Why Is There A Seaplane In The Desert

I got to site at 8am (after very little sleep), ready to join in a workshop. After lunch we went for a drive over the Mountains to the Gulf of Aqaba, then a drive down to Ras Al-Sheikh Hameed. To keep me awake I drove one of the 4x4s.

The sand banks of the Ras Al-Sheikh Hameed used to be the westernmost point of the Kingdom of Saudi Arabia until the cession of Tiran Islands by Egypt to Saudi Arabia in 2017. So today it is the westernmost point of the Saudi Arabian mainland. Egypt is only 10km away (Sharm Al-Sheikh is just 30km over the Strait)

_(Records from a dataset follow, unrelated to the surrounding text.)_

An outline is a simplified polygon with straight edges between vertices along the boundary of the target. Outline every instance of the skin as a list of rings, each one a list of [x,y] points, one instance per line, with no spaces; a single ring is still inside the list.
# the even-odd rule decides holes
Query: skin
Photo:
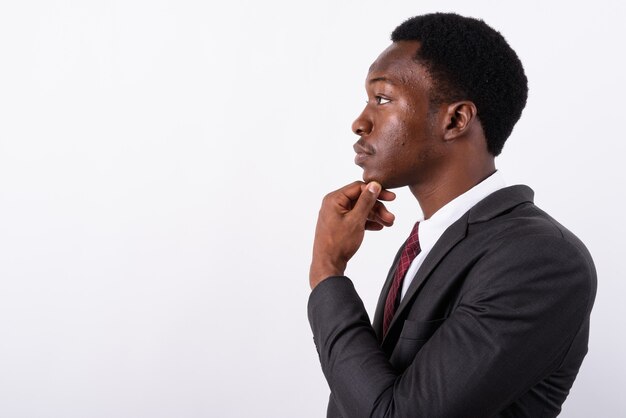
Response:
[[[324,197],[320,209],[311,288],[343,275],[365,230],[393,225],[384,206],[408,186],[425,219],[495,172],[494,156],[471,101],[432,105],[433,82],[413,57],[417,41],[394,42],[371,65],[365,89],[368,102],[352,124],[359,136],[357,181]]]

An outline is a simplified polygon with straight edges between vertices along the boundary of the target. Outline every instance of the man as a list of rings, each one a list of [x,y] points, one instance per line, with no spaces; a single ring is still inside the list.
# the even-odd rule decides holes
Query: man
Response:
[[[484,22],[414,17],[366,79],[352,128],[364,182],[328,194],[309,320],[329,417],[552,417],[587,352],[596,273],[584,245],[505,187],[494,158],[526,104],[522,65]],[[347,262],[391,226],[388,189],[423,220],[400,249],[373,325]]]

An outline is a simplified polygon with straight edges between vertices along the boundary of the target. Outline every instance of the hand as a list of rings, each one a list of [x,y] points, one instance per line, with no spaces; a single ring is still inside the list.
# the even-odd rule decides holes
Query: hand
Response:
[[[313,243],[311,289],[327,277],[343,275],[348,261],[361,246],[366,229],[379,231],[393,225],[395,216],[381,200],[395,198],[393,192],[382,190],[375,181],[355,181],[324,197]]]

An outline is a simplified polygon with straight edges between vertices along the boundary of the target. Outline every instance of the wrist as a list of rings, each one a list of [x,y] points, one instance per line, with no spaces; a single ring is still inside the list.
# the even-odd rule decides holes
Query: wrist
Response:
[[[309,270],[309,284],[311,290],[329,277],[343,276],[346,263],[333,263],[327,260],[316,260],[313,258],[311,269]]]

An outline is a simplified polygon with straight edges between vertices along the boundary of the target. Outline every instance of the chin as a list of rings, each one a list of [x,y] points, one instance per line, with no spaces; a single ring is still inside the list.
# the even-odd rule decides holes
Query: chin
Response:
[[[407,186],[406,183],[399,182],[397,179],[376,175],[376,173],[367,173],[365,171],[363,172],[363,181],[365,183],[375,181],[379,183],[385,190],[397,189],[399,187]]]
[[[390,187],[389,182],[386,181],[383,177],[376,176],[375,174],[370,174],[366,172],[363,172],[363,181],[365,183],[369,183],[370,181],[375,181],[379,183],[383,187],[383,189],[390,189],[393,187],[393,186]]]
[[[377,178],[376,176],[374,176],[374,175],[372,175],[372,174],[370,174],[370,173],[367,173],[366,171],[363,171],[363,176],[362,176],[362,177],[363,177],[363,181],[364,181],[365,183],[369,183],[370,181],[377,181],[377,182],[378,182],[378,183],[380,183],[381,185],[383,184],[383,183],[380,181],[380,179],[379,179],[379,178]]]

From Saudi Arabia Tourism guide
"The large bay on the south west has a peculiar sight, the wreckage of a PBY-5A Catalina, an American military seaplane from the 1930s. It has laid on the beach since  22nd March 1960, when the retired American businessman Thomas Kendall landed near the Ras Al-Sheikh Hameed for a stopover during this trip around the world with his children and his secretary. They spent the night there but the next afternoon they were attacked with machine guns and automatic firearms by Bedouins who believed it was an actual military attack! Mr Kendall tried to start the Catalina but only succeeded to move it over about a kilometer where it ran aground on a coral reef. After more than 30 minutes of intense shooting (300 shots hit the aircraft!) and about 4000 liters of fuel poured into the Red Sea, the whole crew was captured by the Bedouins."